Catholic Commentary
Gideon Punishes Succoth and Penuel
13Gideon the son of Joash returned from the battle from the ascent of Heres.14He caught a young man of the men of Succoth, and inquired of him; and he described for him the princes of Succoth, and its elders, seventy-seven men.15He came to the men of Succoth, and said, “See Zebah and Zalmunna, concerning whom you taunted me, saying, ‘Are the hands of Zebah and Zalmunna now in your hand, that we should give bread to your men who are weary?’”16He took the elders of the city, and thorns of the wilderness and briers, and with them he taught the men of Succoth.17He broke down the tower of Penuel, and killed the men of the city.

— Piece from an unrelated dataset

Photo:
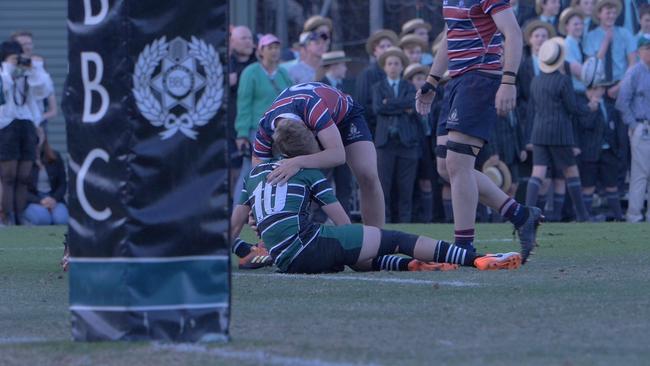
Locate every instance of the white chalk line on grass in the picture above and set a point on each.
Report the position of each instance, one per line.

When we mock or abandon those doing God's work, we do not escape accountability—we simply defer the day we harvest what our refusal has sown.

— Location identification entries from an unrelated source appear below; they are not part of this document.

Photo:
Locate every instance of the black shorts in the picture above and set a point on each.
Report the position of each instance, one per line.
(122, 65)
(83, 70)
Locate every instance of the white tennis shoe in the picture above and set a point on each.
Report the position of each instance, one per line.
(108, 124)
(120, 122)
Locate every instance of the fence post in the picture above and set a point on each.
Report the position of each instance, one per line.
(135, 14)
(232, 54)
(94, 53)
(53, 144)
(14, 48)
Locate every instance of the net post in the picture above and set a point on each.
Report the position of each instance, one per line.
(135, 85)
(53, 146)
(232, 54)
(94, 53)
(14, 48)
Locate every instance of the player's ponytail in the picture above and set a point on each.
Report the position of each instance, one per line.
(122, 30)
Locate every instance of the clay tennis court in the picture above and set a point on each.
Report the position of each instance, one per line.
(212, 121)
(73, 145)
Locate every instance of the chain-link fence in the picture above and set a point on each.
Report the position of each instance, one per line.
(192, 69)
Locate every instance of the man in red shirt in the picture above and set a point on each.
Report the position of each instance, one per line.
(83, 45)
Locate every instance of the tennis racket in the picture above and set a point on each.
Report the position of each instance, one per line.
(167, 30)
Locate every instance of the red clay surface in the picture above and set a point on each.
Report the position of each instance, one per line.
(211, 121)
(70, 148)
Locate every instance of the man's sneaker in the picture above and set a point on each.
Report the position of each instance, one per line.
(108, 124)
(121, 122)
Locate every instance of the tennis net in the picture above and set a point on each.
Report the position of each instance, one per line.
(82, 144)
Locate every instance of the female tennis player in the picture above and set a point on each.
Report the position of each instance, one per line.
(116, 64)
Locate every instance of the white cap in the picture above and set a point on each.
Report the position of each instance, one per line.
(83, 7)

Returning victorious from battle, Gideon fulfills his earlier vow of punishment against the cities of Succoth and Penuel, who had refused aid to his exhausted troops and mocked his mission. He disciplines Succoth's elders with thorns and briers, and demolishes Penuel's tower while killing its men. These verses portray a dark but theologically charged episode: the necessity of accountability for those who refuse solidarity with God's redemptive work, and the severe consequences that follow the rejection of covenant responsibility.
Verse 13 — Return from Heres Gideon returns "from the ascent of Heres," a place name meaning "sun" or possibly linked to the sun-cult site, though here it functions as a precise geographical marker of his victorious descent after routing Zebah and Zalmunna (vv. 10–12). The detail is not incidental: the narrator establishes that what follows is not pre-battle bluster but post-victory reckoning. Gideon acts from a position of vindicated authority. His mission — given by God in chapter 6 — is now complete in its military dimension; what remains is judicial.

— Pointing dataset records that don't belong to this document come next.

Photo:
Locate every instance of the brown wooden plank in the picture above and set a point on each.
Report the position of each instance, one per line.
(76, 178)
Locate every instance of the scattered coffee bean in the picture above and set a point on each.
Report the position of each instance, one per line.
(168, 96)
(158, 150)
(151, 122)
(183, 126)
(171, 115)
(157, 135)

Verse 14 — The Young Man and the List Gideon seizes a young man (Hebrew: na'ar) of Succoth — a minor figure, likely a servant or scout — and compels him to write down the names of the city's seventy-seven princes and elders. The act of writing is notable; this is one of the earliest references in Judges to a written record used for administrative-judicial purpose. The seventy-seven names suggest a formally constituted civic leadership, not a mob. Succoth was a Israelite city east of the Jordan (cf. Josh 13:27), which makes the betrayal more grave: these are not foreign adversaries but kinsmen who abandoned tribal solidarity at a critical moment of holy war.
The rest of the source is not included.